A Diamond in the Rough!
Putting it mildly but true in so many ways nestled in the suburbs about a mile from the heart of Memphis, and closer to two miles away from the famous Beale Street. What this precious place lacks in aesthetics it more then makes up for in charm and authenticity. This historical gem eloquently and visually displays the history of slavery from Africa to Ohio with emphasis on Memphis’ role in it. This three hour visual tour is riddled with visual displays, that is not left to the viewers personal interpretation, but a very well informed historian guides you through every detail from the pictures to the furnishings, and not only that but provides encouragement as you don’t only hear our story of slavery, but you also hear a story of a resilient and determined people willing to do whatever it takes to be free. Whether that is physically or mentally and often both.
Who should visit?
All great and small whether you’re black, white, hispanic, or other, knowing the history of slavery is liberating for all, but most importantly knowing how we overcame it. While the Burkle house doesn’t have the beauty of the renovated Lorraine Hotel, it definitely has the authenticity and the personal touch that doesn’t just engage you for the day, but leaves a lasting impression and a hunger for learning history. This Underground Railroad shows you what a people endured to be free and takes you visually through the experience in a way that I have never experienced as this is an actual house that was used. While it shares of our history it also shares of the history of a family who came here from Germany. Having witnessed the ugliness of racial discrimination there they came here and had the courage to do something about the atrocious treatment of African Americans; risking his own life and the lives of his family he secretly took part in an act of compassion that has set captives free.
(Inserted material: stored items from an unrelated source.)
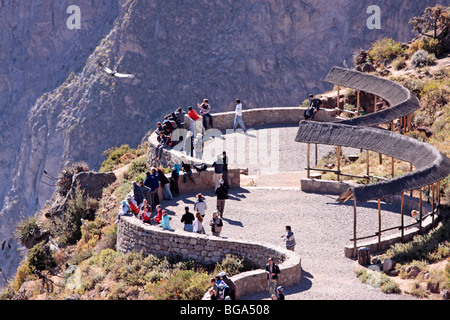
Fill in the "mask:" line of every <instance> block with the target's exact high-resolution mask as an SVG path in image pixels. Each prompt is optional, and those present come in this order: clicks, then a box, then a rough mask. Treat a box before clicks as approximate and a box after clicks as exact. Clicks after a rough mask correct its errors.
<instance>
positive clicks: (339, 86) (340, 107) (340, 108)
mask: <svg viewBox="0 0 450 320" xmlns="http://www.w3.org/2000/svg"><path fill="white" fill-rule="evenodd" d="M340 89H341V87H340V86H338V95H337V99H336V103H337V107H338V109H339V110H340V109H341V106H340V104H341V102H340V99H341V98H340V97H341V95H340Z"/></svg>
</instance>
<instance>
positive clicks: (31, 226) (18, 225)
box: [14, 217, 42, 248]
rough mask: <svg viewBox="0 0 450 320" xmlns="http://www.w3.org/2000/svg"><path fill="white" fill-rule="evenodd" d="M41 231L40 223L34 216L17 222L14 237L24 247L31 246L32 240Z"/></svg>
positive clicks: (27, 247)
mask: <svg viewBox="0 0 450 320" xmlns="http://www.w3.org/2000/svg"><path fill="white" fill-rule="evenodd" d="M41 232H42V227H41V223H40V222H39V221H38V220H37V219H36V217H30V218H28V219H25V220H22V221H21V222H19V223H18V224H17V226H16V228H15V230H14V236H15V238H16V239H17V240H18V241H19V242H20V243H21V244H22V245H23V246H25V247H26V248H31V247H32V246H33V240H34V239H35V238H36V237H37V236H39V235H40V234H41Z"/></svg>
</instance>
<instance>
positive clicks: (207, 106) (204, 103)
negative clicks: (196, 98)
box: [197, 99, 213, 129]
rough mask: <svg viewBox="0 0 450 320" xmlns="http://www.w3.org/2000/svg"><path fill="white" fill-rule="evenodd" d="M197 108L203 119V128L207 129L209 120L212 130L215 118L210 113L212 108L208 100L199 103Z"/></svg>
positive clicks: (210, 125) (197, 106)
mask: <svg viewBox="0 0 450 320" xmlns="http://www.w3.org/2000/svg"><path fill="white" fill-rule="evenodd" d="M197 107H199V108H200V115H201V116H202V118H203V127H204V128H205V129H206V128H207V127H208V126H207V123H206V118H209V126H210V128H212V127H213V118H212V115H211V114H210V113H209V112H210V111H211V106H210V105H209V101H208V99H203V103H202V104H200V103H197Z"/></svg>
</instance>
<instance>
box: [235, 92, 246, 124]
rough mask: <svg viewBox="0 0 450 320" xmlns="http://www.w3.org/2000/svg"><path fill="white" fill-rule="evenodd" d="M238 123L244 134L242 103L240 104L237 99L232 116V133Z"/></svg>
mask: <svg viewBox="0 0 450 320" xmlns="http://www.w3.org/2000/svg"><path fill="white" fill-rule="evenodd" d="M238 123H239V125H240V126H241V128H242V129H243V130H244V132H246V131H247V129H246V128H245V125H244V122H243V121H242V103H241V100H239V99H237V100H236V110H235V114H234V126H233V131H236V128H237V125H238Z"/></svg>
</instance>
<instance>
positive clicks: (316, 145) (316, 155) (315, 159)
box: [315, 143, 318, 167]
mask: <svg viewBox="0 0 450 320" xmlns="http://www.w3.org/2000/svg"><path fill="white" fill-rule="evenodd" d="M315 146H316V150H315V153H316V154H315V164H316V167H317V154H318V152H317V143H316V144H315Z"/></svg>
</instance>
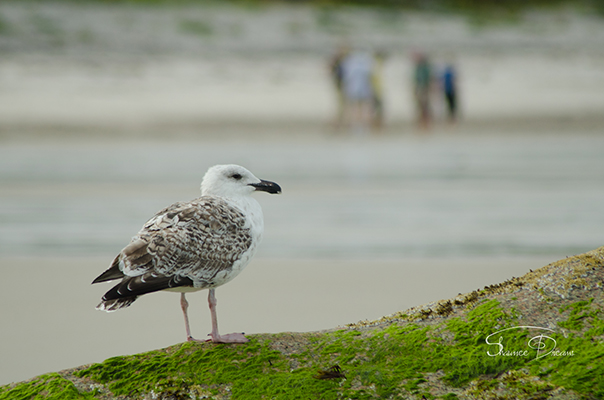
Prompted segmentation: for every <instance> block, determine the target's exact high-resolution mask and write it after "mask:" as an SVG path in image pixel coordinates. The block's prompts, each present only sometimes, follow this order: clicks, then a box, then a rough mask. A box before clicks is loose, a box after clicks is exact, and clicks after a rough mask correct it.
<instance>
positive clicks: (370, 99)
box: [342, 52, 373, 133]
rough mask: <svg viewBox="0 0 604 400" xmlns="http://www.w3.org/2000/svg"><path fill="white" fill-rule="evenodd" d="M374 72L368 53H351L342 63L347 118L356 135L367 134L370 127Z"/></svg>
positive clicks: (357, 52)
mask: <svg viewBox="0 0 604 400" xmlns="http://www.w3.org/2000/svg"><path fill="white" fill-rule="evenodd" d="M372 71H373V57H371V55H370V54H367V53H362V52H356V53H351V54H349V55H348V56H347V57H346V58H345V59H344V61H343V62H342V86H343V92H344V96H345V99H346V117H347V120H348V122H349V124H350V127H351V128H352V129H353V131H354V132H355V133H364V132H366V131H367V130H368V127H369V125H370V120H371V102H372V100H373V87H372V85H371V75H372Z"/></svg>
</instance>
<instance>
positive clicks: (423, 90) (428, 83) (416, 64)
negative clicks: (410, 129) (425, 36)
mask: <svg viewBox="0 0 604 400" xmlns="http://www.w3.org/2000/svg"><path fill="white" fill-rule="evenodd" d="M413 58H414V63H415V67H414V71H413V96H414V99H415V104H416V107H417V117H418V126H419V128H420V129H422V130H424V131H425V130H428V129H429V128H430V121H431V118H432V109H431V105H430V92H431V89H432V80H433V77H432V67H431V65H430V61H429V59H428V56H427V55H426V54H424V53H415V54H414V56H413Z"/></svg>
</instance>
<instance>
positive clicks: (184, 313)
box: [180, 293, 199, 342]
mask: <svg viewBox="0 0 604 400" xmlns="http://www.w3.org/2000/svg"><path fill="white" fill-rule="evenodd" d="M180 308H182V315H184V317H185V329H186V330H187V341H188V342H199V340H197V339H193V336H191V328H190V327H189V314H188V312H187V309H188V308H189V302H188V301H187V299H186V298H185V294H184V293H181V294H180Z"/></svg>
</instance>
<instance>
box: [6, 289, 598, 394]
mask: <svg viewBox="0 0 604 400" xmlns="http://www.w3.org/2000/svg"><path fill="white" fill-rule="evenodd" d="M476 303H477V304H476V306H475V307H474V308H473V309H472V310H471V311H470V312H468V314H467V316H466V317H465V318H454V319H450V320H448V321H446V322H440V323H437V321H434V322H435V323H432V324H425V323H421V322H419V321H415V322H413V323H409V322H404V323H400V324H397V323H393V324H390V325H387V326H385V327H382V328H370V329H367V328H366V329H342V330H338V331H334V332H327V333H315V334H287V335H286V334H282V335H258V336H252V337H251V339H252V340H251V341H250V343H248V344H245V345H214V344H211V343H184V344H180V345H176V346H173V347H170V348H167V349H163V350H157V351H152V352H148V353H144V354H138V355H133V356H124V357H114V358H110V359H107V360H105V361H104V362H103V363H100V364H94V365H92V366H90V367H88V368H87V369H84V370H82V371H80V372H77V373H76V374H77V375H78V376H79V377H88V378H91V379H92V380H93V381H96V382H98V383H100V384H103V385H104V387H105V388H106V390H109V391H110V392H112V393H113V394H114V395H116V396H129V397H130V398H143V397H149V395H150V394H152V395H153V396H155V397H157V398H172V399H189V398H191V399H196V398H214V397H219V398H222V397H226V398H246V399H261V398H271V399H308V398H320V399H336V398H355V399H373V398H395V397H412V396H414V397H415V398H421V397H422V396H425V397H426V398H427V399H434V398H443V399H455V398H457V396H458V395H459V393H461V391H462V390H463V391H465V393H468V394H471V395H473V396H475V397H477V398H485V399H491V398H492V399H495V398H497V399H504V398H510V399H511V398H517V399H528V398H531V399H546V398H548V397H547V396H548V393H551V392H552V390H563V389H559V388H565V389H569V390H573V391H575V392H577V393H579V394H581V395H583V396H585V398H604V382H602V380H601V379H600V378H601V376H604V344H603V341H602V339H603V335H604V321H602V320H601V319H599V315H600V311H601V310H600V308H599V306H598V305H596V304H594V302H593V301H583V302H576V303H573V304H571V305H569V306H568V307H564V308H562V309H561V310H559V311H560V312H561V315H562V316H563V317H564V320H563V321H562V322H560V326H561V327H564V334H560V333H556V334H555V338H556V341H557V343H556V350H557V351H558V352H560V353H559V354H558V355H548V356H544V357H541V358H535V354H534V353H533V354H530V355H527V356H509V357H505V356H489V355H488V353H487V352H489V351H490V352H493V346H494V345H493V344H489V343H487V342H486V338H487V337H488V336H489V335H491V334H492V333H495V332H498V331H500V330H503V329H506V328H514V327H518V325H519V324H520V322H519V320H518V316H517V315H516V313H515V312H514V310H513V309H511V310H506V309H504V308H503V307H502V306H501V304H500V303H499V302H498V301H496V300H489V301H483V302H482V303H478V302H476ZM503 336H504V339H505V341H502V342H501V343H502V344H503V345H505V347H506V348H509V349H514V348H524V349H526V348H527V343H528V340H529V339H530V338H531V337H534V336H535V334H534V333H530V332H528V331H527V330H526V329H510V330H507V331H505V335H503ZM292 338H293V339H296V338H297V339H300V338H303V340H301V341H302V342H304V343H302V345H300V341H298V342H296V343H298V345H297V346H293V347H290V346H291V343H290V342H288V340H290V339H292ZM502 340H503V339H502ZM495 342H496V341H495ZM497 343H499V342H497ZM335 365H338V366H339V367H340V368H341V370H342V373H343V374H344V375H345V379H344V378H342V377H341V376H339V375H336V376H335V377H333V379H317V378H316V377H317V376H319V375H320V374H318V371H320V370H323V371H326V370H330V369H332V368H334V366H335ZM436 377H438V378H436ZM435 379H438V380H440V385H441V386H442V385H446V386H447V387H449V388H450V389H454V388H460V389H454V390H450V391H449V392H450V393H446V392H444V393H446V394H442V396H441V397H435V396H434V394H431V393H429V390H428V388H430V387H432V386H430V385H431V384H432V381H434V380H435ZM502 388H504V389H505V390H507V392H505V393H506V394H501V390H502ZM455 390H459V391H460V392H459V393H452V392H454V391H455ZM94 395H95V393H94V392H92V393H82V392H78V390H77V388H76V387H75V386H74V385H73V384H72V383H71V382H69V381H68V380H66V379H63V378H61V377H60V376H59V375H58V374H50V375H44V376H41V377H39V378H37V379H36V380H34V381H31V382H28V383H23V384H19V385H17V386H14V387H12V388H8V387H4V388H0V400H4V399H28V400H29V399H42V398H45V399H55V398H56V399H59V398H61V399H89V398H94ZM510 396H511V397H510ZM590 396H591V397H590Z"/></svg>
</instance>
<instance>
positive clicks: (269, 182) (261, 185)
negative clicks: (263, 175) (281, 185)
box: [249, 179, 281, 194]
mask: <svg viewBox="0 0 604 400" xmlns="http://www.w3.org/2000/svg"><path fill="white" fill-rule="evenodd" d="M249 185H250V186H253V187H255V188H256V190H260V191H262V192H267V193H271V194H279V193H281V186H279V185H277V184H276V183H275V182H271V181H265V180H262V179H260V182H259V183H250V184H249Z"/></svg>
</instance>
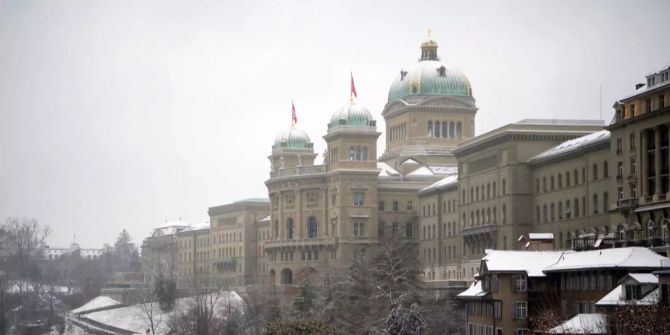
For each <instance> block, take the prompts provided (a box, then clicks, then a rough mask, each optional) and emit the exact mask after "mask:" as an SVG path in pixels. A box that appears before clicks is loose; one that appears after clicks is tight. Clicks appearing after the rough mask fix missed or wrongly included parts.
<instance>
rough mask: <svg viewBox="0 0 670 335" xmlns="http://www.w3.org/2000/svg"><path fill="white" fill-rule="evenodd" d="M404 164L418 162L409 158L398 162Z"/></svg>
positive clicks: (414, 162) (403, 164)
mask: <svg viewBox="0 0 670 335" xmlns="http://www.w3.org/2000/svg"><path fill="white" fill-rule="evenodd" d="M405 164H419V162H417V161H415V160H413V159H411V158H408V159H406V160H405V161H404V162H402V163H400V165H405Z"/></svg>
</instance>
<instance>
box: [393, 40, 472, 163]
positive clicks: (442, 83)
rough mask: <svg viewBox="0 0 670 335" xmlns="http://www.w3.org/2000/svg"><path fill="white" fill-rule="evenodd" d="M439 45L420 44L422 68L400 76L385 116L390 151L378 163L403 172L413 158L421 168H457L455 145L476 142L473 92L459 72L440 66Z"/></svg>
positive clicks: (393, 89) (431, 41) (410, 68)
mask: <svg viewBox="0 0 670 335" xmlns="http://www.w3.org/2000/svg"><path fill="white" fill-rule="evenodd" d="M437 49H438V45H437V42H436V41H435V40H433V39H432V38H430V36H429V38H428V39H427V40H425V41H424V42H423V43H422V44H421V56H420V58H419V62H418V63H417V64H415V65H414V66H411V67H409V68H408V69H407V70H405V69H402V70H400V73H399V75H398V76H397V77H396V79H395V80H394V81H393V83H392V84H391V88H390V89H389V94H388V102H387V103H386V106H385V107H384V111H383V112H382V116H383V117H384V120H385V121H386V151H385V152H384V154H383V155H382V156H381V157H380V161H382V162H385V163H387V164H389V165H390V166H392V167H394V168H399V167H400V164H401V163H403V162H404V161H406V160H407V159H409V158H412V159H414V160H416V161H418V162H420V163H422V164H431V165H456V159H455V157H454V155H453V153H452V151H453V149H454V148H455V147H456V144H457V143H458V142H460V141H462V140H464V139H467V138H471V137H473V136H474V132H475V129H474V124H475V123H474V119H475V114H476V113H477V107H476V105H475V99H474V98H473V96H472V87H471V86H470V81H469V80H468V78H467V77H466V76H465V75H464V74H463V73H462V72H461V71H459V70H457V69H455V68H452V67H449V66H447V65H445V64H443V63H442V62H441V61H440V58H439V57H438V54H437Z"/></svg>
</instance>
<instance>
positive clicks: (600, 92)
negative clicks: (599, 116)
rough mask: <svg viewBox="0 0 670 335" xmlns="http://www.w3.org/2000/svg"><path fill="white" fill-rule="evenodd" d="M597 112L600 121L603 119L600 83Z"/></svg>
mask: <svg viewBox="0 0 670 335" xmlns="http://www.w3.org/2000/svg"><path fill="white" fill-rule="evenodd" d="M598 111H599V112H600V120H602V119H603V84H602V83H600V87H599V95H598Z"/></svg>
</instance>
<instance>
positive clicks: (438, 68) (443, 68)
mask: <svg viewBox="0 0 670 335" xmlns="http://www.w3.org/2000/svg"><path fill="white" fill-rule="evenodd" d="M437 72H438V73H439V74H440V77H445V76H446V75H447V68H446V67H444V65H442V66H440V67H438V68H437Z"/></svg>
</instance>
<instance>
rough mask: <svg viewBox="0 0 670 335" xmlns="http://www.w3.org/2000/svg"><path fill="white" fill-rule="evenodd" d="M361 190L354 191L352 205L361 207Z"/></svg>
mask: <svg viewBox="0 0 670 335" xmlns="http://www.w3.org/2000/svg"><path fill="white" fill-rule="evenodd" d="M363 196H364V193H363V192H354V207H363Z"/></svg>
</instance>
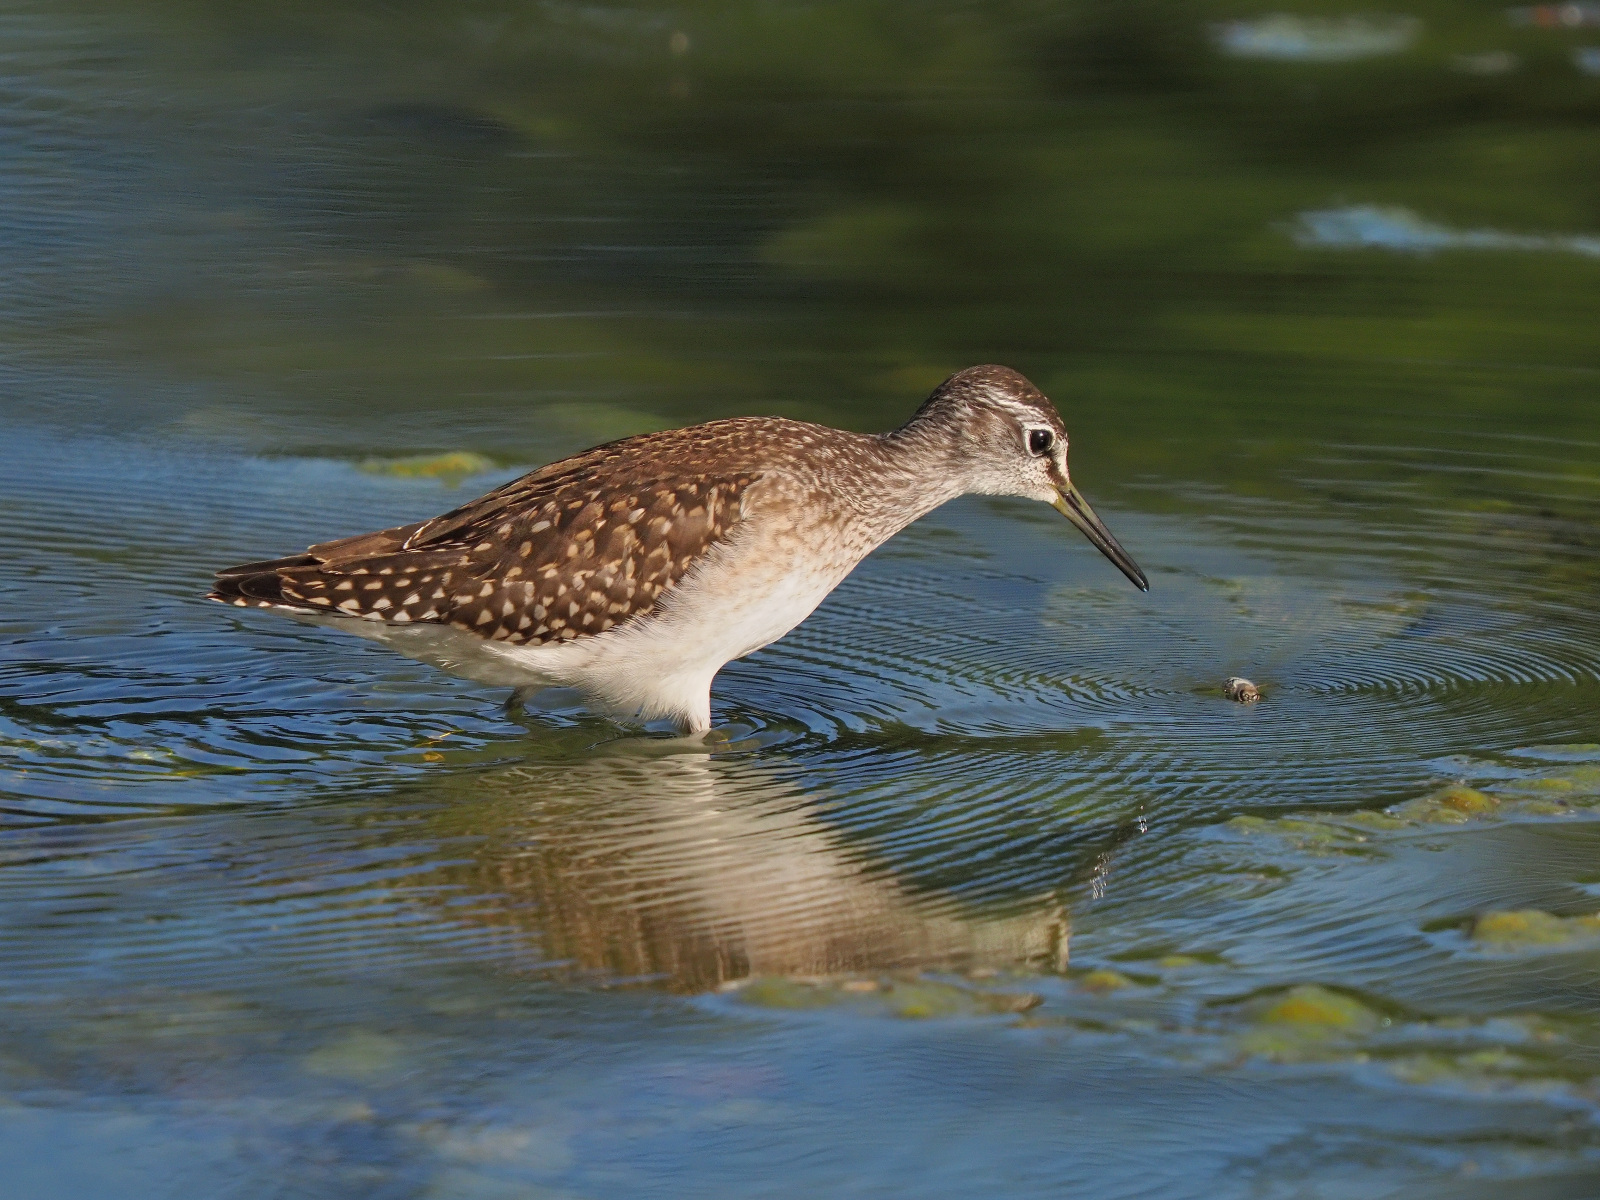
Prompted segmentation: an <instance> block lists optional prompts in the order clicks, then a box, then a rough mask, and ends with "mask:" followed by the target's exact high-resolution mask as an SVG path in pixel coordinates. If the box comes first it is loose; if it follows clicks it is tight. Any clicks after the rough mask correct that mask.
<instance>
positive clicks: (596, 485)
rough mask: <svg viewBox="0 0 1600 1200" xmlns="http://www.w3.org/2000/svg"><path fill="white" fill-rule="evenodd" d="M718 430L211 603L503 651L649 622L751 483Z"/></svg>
mask: <svg viewBox="0 0 1600 1200" xmlns="http://www.w3.org/2000/svg"><path fill="white" fill-rule="evenodd" d="M738 424H742V422H717V426H738ZM717 426H701V427H696V429H688V430H669V432H667V434H651V435H645V437H638V438H627V440H624V442H618V443H611V445H608V446H598V448H595V450H590V451H587V453H584V454H579V456H576V458H571V459H563V461H562V462H555V464H550V466H549V467H542V469H539V470H536V472H533V474H530V475H523V477H522V478H517V480H512V482H510V483H507V485H504V486H501V488H498V490H496V491H491V493H490V494H486V496H482V498H480V499H475V501H472V502H470V504H466V506H462V507H459V509H456V510H453V512H446V514H445V515H442V517H435V518H434V520H429V522H418V523H414V525H402V526H397V528H394V530H381V531H378V533H366V534H360V536H355V538H344V539H341V541H331V542H322V544H318V546H312V547H310V549H309V550H307V552H306V554H302V555H293V557H288V558H277V560H272V562H262V563H246V565H243V566H235V568H230V570H227V571H221V573H218V581H216V589H214V590H213V592H211V598H213V600H221V602H224V603H234V605H245V606H290V608H302V610H307V611H320V613H330V614H347V616H360V618H371V616H376V618H379V619H382V621H387V622H394V624H408V622H435V624H448V626H454V627H456V629H464V630H469V632H474V634H478V635H480V637H485V638H490V640H504V642H512V643H546V642H558V640H570V638H576V637H584V635H587V634H600V632H603V630H606V629H611V627H614V626H618V624H621V622H624V621H629V619H632V618H638V616H643V614H646V613H650V611H651V610H653V608H654V606H656V605H658V603H659V600H661V597H662V595H666V594H667V592H669V590H672V587H675V586H677V584H678V581H682V579H683V576H685V574H686V573H688V571H690V570H691V568H693V566H694V563H696V562H698V560H699V558H701V557H702V555H704V554H706V552H707V550H710V549H712V547H714V546H715V544H717V542H718V541H722V539H725V538H726V536H728V533H730V531H731V530H733V526H734V525H738V522H739V520H741V506H742V498H744V493H746V490H747V488H749V486H750V483H752V482H754V480H755V478H757V474H755V472H752V470H734V469H728V467H726V459H728V454H726V451H728V450H736V448H738V442H741V440H742V438H739V437H738V430H718V429H717ZM718 434H720V437H718ZM730 438H731V442H733V445H730ZM717 451H723V453H722V454H718V453H717ZM718 458H720V459H723V462H725V469H717V464H715V461H717V459H718ZM733 458H734V459H744V461H746V462H747V461H749V459H747V456H744V454H733Z"/></svg>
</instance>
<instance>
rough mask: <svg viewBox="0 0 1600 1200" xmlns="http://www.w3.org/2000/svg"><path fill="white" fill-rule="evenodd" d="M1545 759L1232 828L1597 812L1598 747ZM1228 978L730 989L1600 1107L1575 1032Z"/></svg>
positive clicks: (1489, 942) (1320, 839) (1571, 1019)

By far this is hand’s down the BEST museum I have been to so far concerning the history of the transatlantic slave trade and the underground railroad. While many boast elaborate and beautiful displays, interactive self guided multimedia tools, its nothing like having someone share the oral history with you personalizing every artifact. It is a must see in the city of the dead, which is the meaning of Memphis. It is my most recommended location and would be well worth visiting for schools, ministries, individuals, and families. It may not be fun for all ages, but it will be encouraging for all ages. Learning the trials, tragedy, triumph, and perseverance of any people is liberating for all people.